P3 Faster then P4???

5LiterMustang

Senior member
Dec 8, 2002
531
0
0
Guys I've read two articles and from reading on here I gather the P3 is faster then the p4 mhz for mhz. What is the reason behind this, none of the articles I read did a good job explaining it.
 

DAPUNISHER

Super Moderator CPU Forum Mod and Elite Member
Super Moderator
Aug 22, 2001
31,742
31,694
146
The P3 had stronger IPC which found it's way into the Banias but the P4 ramps up mucho faster in MHZ.
 

Snooper

Senior member
Oct 10, 1999
465
1
76
Clock for clock, yes, a P3 IS faster than a P4......... But it REALLY doesn't matter as the P3s topped out in the 1.2GHz range and the P4s are at 3.2Ghz (oh, make that 3.06GHz). The reason for both the clock for clock speed difference and the absolute speed difference lies in the architecture of both chips. Remember, they are both being built on the same process if my memory is working (Intel has so many different processes these days it can get hard to keep up...). The VERY SHORT answer is that the P4 has a much longer instruction pipe than the P3. This pipe allows the P4 to keep all the components fed at higher clockspeeds, but it causes additional latency that the P3 does not have.

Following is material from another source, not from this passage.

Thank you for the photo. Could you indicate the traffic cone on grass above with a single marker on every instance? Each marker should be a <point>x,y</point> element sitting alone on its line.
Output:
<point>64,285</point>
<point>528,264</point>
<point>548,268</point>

So, the P4 is faster. The P3 is more efficent. It is really similar to the Athlon vs. P4 debate. Same thing. Heck, look at the Itanium 2 process. It is only running at 1 Ghz, yet it is a VERY powerful processor and a WHOLE lot faster as a server than the Athlon or the P4 will ever be.
 

alkemyst

No Lifer
Feb 13, 2001
83,769
19
81
I haven't really looked into it myself, but it's true EXCEPT for video/audio manipulation (A/V Editting mainly)....in those cases the P4 spanks all.

I am going to run a 1.4-S Tualatin for a while I think....my Radeon 8500 handles games smoothly and with enough eye candy they are cool.

I even stopped overclocking my Radeon and it was still nice.
 

fkloster

Diamond Member
Dec 16, 1999
4,171
0
0
I haven't really looked into it myself, but it's true EXCEPT for video/audio manipulation (A/V Editting mainly)....in those cases the P4 spanks all.

FACTS:

1) the HIGHEST clock P4 (3.06) FLOGS the HIGHEST clock P3 (1.0) by an EXTREME margin in every test...

2) the LOWEST clock P4 (1.3) FLOGS the LOWEST clock P3 (.45) by an EXTREME margin in every test...

...any questions?
 

HokieESM

Senior member
Jun 10, 2002
798
0
0
DAPunisher has a good point. The IPC on the P3 is much better. It also handles integer calculations very well. Look at the performance of the Pentium M in the new notebooks--the 1.6 GHz Pentium M does VERY well competing with a 2.4GHz P4M... especially in office productivity. So is the P3 faster than the P4? A 1.3GHz P3 is much faster than a 1.3GHz P4 (actually, the P3-S 1.4 will compete very well with a P4 1.8). But the P4 scales better--they're coming out with a 3.2GHz soon, I believe.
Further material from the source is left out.